Create ACK Edge Node Pools with Custom Images and Auto Scaling - Container Service for Kubernetes

A node pool is a group of nodes that share the same configurations: instance type, operating system, labels, and taints. A cluster can have multiple node pools with different configurations. Creating or modifying one node pool does not affect nodes or workloads in other node pools.

Before creating a node pool, read Node pools to understand the available types, features, and billing rules.

Prerequisites

Before you begin, make sure you have:

An ACK cluster
Access to the ACK console

Create a node pool

You can create a node pool from the ACK console, via the API, or with Terraform. The console is the most common starting point; for API and Terraform, see CreateClusterNodePool and Use Terraform to create a node pool that has auto scaling enabled.

Some parameters — particularly those related to network and security — cannot be changed after creation. Review the Modifiable column in each parameter table before proceeding.

In the parameter tables below:

— cannot be modified after creation
— can be modified after creation

Log on to the ACK console. In the left-side navigation pane, click Clusters.
On the Clusters page, click the name of the target cluster. In the left-side navigation pane, choose Nodes > Node Pools.
On the Node Pools page, click Create Node Pool. In the dialog box, configure the parameters described in the sections below.
Click Confirm. To generate Terraform or SDK sample code that matches your configuration, click Generate API Request Parameters in the top-left corner before confirming. After confirmation, the node pool list shows:
- Initializing — creation in progress
- Active — creation successful

Basic configurations

Parameter	Description	Modifiable
Node Pool Name	A name for the node pool.
Confidential computing	Encrypts data in use to protect confidentiality and integrity.
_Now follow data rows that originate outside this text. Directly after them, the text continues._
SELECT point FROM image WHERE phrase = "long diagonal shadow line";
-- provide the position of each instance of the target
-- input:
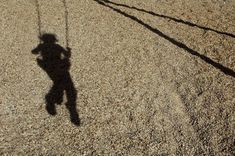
(171, 18)
(222, 68)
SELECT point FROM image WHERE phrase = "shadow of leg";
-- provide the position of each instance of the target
(71, 94)
(51, 100)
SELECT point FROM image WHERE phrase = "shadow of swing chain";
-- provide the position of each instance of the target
(219, 66)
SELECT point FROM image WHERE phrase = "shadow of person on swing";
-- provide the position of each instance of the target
(55, 61)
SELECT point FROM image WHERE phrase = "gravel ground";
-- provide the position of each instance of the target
(152, 77)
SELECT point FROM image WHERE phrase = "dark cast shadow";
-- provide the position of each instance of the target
(171, 18)
(55, 61)
(179, 44)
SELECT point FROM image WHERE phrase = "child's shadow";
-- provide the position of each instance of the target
(54, 60)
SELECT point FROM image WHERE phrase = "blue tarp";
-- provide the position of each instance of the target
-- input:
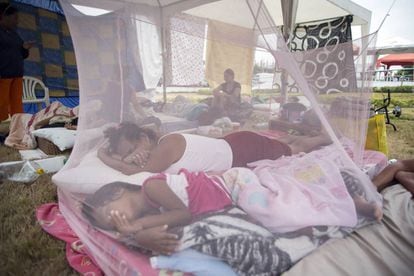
(51, 5)
(66, 101)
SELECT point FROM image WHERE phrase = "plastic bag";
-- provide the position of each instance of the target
(377, 134)
(20, 171)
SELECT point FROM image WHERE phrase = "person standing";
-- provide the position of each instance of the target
(13, 50)
(227, 95)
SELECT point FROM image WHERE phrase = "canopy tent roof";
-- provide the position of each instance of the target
(397, 59)
(229, 11)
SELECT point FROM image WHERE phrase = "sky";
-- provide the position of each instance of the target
(398, 25)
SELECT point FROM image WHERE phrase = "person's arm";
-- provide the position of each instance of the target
(217, 89)
(235, 97)
(157, 239)
(175, 214)
(118, 165)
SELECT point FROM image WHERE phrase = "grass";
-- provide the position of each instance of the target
(26, 250)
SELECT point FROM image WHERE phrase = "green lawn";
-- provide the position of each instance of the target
(26, 250)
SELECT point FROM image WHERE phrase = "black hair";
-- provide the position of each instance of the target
(7, 9)
(229, 71)
(130, 131)
(104, 195)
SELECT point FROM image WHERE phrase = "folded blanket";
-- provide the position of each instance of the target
(249, 248)
(21, 125)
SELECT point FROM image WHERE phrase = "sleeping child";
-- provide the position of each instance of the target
(144, 213)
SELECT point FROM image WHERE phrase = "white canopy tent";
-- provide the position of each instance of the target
(232, 12)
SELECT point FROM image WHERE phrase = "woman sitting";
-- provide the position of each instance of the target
(227, 95)
(132, 149)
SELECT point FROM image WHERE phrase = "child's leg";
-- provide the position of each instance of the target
(309, 143)
(356, 190)
(384, 178)
(406, 179)
(367, 209)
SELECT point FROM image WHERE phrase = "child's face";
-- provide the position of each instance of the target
(129, 204)
(127, 147)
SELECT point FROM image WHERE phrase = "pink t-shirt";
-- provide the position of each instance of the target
(198, 191)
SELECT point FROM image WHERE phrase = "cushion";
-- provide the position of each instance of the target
(91, 174)
(63, 138)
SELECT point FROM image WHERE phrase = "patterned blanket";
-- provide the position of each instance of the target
(250, 249)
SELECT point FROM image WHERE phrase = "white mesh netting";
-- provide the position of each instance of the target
(305, 184)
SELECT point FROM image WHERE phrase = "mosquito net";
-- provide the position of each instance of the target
(170, 87)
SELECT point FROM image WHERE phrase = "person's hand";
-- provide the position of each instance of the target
(102, 152)
(122, 225)
(158, 240)
(28, 44)
(139, 157)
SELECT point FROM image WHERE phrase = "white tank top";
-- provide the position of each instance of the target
(203, 154)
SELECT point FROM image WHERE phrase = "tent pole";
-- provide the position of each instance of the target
(164, 53)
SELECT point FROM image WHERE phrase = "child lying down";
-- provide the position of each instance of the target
(166, 201)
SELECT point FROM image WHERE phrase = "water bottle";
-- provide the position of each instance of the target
(20, 171)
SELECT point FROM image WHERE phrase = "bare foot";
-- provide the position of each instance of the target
(406, 179)
(368, 209)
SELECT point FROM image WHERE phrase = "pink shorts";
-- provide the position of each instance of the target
(249, 147)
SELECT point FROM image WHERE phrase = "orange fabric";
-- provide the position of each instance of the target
(11, 93)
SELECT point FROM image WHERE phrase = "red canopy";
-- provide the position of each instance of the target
(397, 59)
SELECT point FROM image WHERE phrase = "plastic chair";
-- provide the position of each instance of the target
(29, 92)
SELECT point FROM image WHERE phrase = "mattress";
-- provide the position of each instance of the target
(172, 123)
(116, 259)
(386, 248)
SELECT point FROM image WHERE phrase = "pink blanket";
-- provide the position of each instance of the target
(294, 192)
(52, 221)
(22, 125)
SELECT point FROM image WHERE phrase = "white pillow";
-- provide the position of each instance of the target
(91, 174)
(63, 138)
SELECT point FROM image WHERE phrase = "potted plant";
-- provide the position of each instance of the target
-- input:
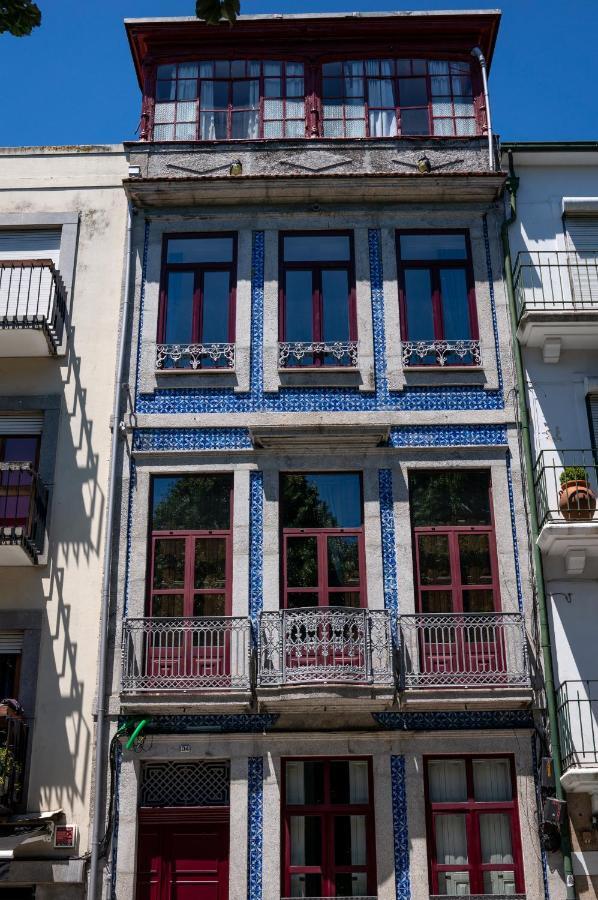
(577, 501)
Requires whitelist approval — submit a ticket to apply. Available only with the containerd runtime. For details, see TEE-based confidential computing.
Container runtime	The runtime for containers in the node pool. containerd is recommended for all Kubernetes versions. Sandboxed-Container supports Kubernetes 1.31 and earlier. Docker is deprecated and supports Kubernetes 1.22 and earlier. For a comparison, see Comparison among Docker, containerd, and Sandboxed-Container.
Scaling mode	Manual: ACK maintains the node count at the Expected Nodes value. Auto: ACK scales nodes automatically when pod scheduling capacity is insufficient, based on configured minimum and maximum instance counts. Clusters running Kubernetes 1.24 and later use node instant scaling by default; earlier versions use node auto scaling.

Automated O&M configurations

Select one of the following options to set the level of automated O&M for the node pool. For a full comparison, see Comparison of managed node pool configurations.
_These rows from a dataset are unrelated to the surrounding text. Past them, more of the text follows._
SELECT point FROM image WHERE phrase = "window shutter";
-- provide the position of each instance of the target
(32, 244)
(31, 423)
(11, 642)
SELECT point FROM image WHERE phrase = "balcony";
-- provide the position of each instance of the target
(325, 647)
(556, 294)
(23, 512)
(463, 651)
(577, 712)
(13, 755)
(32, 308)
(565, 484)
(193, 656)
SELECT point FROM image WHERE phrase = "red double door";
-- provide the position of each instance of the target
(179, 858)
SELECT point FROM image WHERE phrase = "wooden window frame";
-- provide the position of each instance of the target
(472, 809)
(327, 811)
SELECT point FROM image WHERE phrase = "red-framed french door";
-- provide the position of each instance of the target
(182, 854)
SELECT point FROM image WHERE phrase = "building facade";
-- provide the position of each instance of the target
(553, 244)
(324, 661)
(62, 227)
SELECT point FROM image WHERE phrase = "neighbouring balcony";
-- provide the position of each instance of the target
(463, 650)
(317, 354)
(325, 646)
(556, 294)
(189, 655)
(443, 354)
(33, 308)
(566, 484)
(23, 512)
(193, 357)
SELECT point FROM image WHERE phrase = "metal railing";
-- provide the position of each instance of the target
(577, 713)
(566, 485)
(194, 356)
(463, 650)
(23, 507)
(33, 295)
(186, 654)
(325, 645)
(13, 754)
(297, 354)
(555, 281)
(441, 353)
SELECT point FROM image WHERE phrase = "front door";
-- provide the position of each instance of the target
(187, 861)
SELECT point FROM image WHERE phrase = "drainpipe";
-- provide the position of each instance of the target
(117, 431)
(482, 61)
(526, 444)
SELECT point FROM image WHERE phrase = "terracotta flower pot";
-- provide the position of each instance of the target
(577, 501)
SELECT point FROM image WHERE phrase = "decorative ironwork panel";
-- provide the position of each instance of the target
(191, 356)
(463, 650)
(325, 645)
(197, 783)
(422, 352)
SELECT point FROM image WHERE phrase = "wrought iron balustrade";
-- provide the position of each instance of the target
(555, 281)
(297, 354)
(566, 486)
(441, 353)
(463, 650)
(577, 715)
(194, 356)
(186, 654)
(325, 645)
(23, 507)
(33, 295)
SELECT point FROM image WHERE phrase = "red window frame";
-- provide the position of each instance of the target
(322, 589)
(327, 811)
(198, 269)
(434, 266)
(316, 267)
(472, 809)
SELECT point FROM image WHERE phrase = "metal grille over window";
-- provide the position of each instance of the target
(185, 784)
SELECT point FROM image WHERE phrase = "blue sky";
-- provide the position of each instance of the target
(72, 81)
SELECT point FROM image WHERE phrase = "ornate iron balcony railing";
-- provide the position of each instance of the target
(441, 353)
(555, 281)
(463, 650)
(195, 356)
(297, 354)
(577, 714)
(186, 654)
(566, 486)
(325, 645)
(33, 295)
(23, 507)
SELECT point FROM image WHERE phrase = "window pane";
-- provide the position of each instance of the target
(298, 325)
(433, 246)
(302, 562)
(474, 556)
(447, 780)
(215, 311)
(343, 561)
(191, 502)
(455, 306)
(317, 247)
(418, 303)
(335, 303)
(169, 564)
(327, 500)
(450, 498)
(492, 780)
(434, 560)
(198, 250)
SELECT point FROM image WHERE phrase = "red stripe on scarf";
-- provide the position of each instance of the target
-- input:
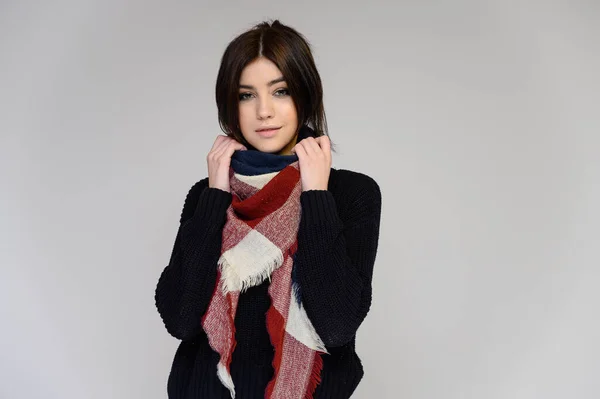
(268, 199)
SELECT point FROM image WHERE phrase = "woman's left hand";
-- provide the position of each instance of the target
(314, 156)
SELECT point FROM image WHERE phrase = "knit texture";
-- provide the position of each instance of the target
(337, 243)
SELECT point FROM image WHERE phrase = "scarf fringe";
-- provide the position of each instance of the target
(315, 376)
(232, 281)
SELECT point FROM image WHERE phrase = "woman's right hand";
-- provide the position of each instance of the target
(219, 159)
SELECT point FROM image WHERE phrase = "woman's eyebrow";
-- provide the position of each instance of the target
(271, 83)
Auto mode: ACK takes full O&M responsibility — OS upgrades, software upgrades, vulnerability patching, and dynamic scaling based on workload demand. Available only for clusters with auto mode enabled.
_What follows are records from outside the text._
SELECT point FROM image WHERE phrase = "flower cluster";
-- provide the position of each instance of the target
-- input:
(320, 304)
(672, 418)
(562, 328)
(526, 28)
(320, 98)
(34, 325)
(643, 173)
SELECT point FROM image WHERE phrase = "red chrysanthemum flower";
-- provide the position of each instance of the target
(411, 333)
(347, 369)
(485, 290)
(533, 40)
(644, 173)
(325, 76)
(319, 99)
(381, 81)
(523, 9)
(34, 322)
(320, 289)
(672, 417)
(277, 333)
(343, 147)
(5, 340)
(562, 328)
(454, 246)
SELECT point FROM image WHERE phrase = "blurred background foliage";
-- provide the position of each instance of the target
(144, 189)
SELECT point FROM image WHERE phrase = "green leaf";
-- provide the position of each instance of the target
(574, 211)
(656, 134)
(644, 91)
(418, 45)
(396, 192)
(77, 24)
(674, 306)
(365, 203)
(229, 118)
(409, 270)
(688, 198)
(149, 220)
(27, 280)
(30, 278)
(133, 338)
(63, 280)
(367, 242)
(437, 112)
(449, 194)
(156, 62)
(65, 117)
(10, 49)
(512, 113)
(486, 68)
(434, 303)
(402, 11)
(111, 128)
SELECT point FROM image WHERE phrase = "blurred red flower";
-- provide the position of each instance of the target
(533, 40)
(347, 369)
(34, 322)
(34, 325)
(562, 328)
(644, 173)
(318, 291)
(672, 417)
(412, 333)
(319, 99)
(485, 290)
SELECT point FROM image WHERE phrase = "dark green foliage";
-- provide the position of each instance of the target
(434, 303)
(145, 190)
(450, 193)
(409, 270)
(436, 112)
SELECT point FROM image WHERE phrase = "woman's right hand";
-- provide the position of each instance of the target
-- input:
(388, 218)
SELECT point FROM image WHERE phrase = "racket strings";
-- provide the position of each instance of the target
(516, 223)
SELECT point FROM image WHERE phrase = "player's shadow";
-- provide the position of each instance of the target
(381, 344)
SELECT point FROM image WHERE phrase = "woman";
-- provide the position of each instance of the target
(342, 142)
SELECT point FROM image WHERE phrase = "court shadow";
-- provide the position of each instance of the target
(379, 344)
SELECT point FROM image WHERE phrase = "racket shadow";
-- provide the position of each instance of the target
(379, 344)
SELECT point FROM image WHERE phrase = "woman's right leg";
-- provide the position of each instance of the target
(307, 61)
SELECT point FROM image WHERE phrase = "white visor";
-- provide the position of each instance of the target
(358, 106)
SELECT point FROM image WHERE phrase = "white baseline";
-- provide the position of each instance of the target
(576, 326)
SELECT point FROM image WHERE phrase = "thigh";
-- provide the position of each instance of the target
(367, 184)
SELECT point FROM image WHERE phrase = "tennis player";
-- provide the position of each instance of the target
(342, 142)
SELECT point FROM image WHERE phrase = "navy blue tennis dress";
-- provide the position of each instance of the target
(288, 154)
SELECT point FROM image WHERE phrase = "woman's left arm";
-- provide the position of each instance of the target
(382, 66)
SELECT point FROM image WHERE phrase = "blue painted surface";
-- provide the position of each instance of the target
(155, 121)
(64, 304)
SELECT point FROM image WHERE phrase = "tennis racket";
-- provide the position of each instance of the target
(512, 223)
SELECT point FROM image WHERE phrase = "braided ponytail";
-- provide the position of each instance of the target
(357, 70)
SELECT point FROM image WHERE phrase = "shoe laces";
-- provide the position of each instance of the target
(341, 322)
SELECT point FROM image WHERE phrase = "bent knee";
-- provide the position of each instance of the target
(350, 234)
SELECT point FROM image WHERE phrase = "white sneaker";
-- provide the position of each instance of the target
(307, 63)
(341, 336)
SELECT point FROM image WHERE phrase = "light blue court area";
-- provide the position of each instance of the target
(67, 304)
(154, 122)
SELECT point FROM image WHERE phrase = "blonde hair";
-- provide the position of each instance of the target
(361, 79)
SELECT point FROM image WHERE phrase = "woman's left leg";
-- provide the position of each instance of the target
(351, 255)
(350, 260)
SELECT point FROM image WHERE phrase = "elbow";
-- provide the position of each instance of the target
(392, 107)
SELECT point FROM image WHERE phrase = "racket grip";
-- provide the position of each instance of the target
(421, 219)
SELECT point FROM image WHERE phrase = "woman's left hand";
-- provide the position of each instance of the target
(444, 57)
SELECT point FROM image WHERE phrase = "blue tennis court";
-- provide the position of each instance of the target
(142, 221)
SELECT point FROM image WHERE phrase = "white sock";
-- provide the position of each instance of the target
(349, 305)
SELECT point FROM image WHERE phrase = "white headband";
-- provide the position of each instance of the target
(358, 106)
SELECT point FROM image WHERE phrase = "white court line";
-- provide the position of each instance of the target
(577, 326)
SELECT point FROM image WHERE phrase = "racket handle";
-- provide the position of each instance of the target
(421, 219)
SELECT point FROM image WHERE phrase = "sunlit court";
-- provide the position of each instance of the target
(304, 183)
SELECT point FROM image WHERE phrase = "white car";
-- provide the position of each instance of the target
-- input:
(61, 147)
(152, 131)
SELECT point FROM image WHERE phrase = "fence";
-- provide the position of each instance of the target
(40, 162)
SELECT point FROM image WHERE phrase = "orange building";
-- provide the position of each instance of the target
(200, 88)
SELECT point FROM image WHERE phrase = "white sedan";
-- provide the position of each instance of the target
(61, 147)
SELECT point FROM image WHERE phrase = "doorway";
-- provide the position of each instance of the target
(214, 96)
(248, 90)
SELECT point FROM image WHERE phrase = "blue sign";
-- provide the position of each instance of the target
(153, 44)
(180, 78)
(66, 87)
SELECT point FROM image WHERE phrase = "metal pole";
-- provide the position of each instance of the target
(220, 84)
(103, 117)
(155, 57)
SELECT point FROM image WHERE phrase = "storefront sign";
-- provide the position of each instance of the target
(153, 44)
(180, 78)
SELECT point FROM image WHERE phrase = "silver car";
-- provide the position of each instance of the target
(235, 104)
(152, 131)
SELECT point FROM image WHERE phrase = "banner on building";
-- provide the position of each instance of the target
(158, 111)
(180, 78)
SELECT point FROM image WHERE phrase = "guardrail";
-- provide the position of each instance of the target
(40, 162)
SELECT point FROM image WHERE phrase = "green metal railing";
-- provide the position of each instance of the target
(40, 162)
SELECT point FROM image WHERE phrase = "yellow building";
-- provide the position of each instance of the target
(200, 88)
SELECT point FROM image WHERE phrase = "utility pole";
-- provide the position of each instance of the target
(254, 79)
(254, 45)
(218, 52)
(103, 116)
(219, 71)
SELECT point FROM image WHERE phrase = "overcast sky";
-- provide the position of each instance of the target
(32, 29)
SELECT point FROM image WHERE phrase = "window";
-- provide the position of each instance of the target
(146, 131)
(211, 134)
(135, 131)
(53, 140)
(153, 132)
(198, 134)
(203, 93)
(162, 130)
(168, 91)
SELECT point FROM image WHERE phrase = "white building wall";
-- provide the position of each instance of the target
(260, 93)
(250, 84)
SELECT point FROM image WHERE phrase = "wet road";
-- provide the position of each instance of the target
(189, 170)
Managed node pool: Configure the following automated O&M parameters. You can also set a maintenance window for scheduled tasks.

Click to view parameters

Parameter	Description	Modifiable
Auto recovery rule	When enabled, ACK monitors node status and automatically repairs faulty nodes. If Restart Faulty Node is selected, ACK may drain the node and replace the system disk. For trigger conditions and repair events, see Enable auto repair for nodes.
Auto update rule	When Automatically Update Kubelet and Containerd is selected, ACK updates kubelet and containerd whenever a new version is available. For details, see Update a node pool.
Auto CVE patching (OS)	Configures automatic patching for high-, medium-, and low-risk CVE vulnerabilities. If Restart Nodes if Necessary to Patch CVE Vulnerabilities is enabled, ACK restarts nodes as needed; otherwise, restart manually. For details, see Patch OS CVE vulnerabilities for node pools.
Maintenance window	Image, runtime, and Kubernetes version updates run during this window. Click Set, then configure Cycle, Started At, and Duration.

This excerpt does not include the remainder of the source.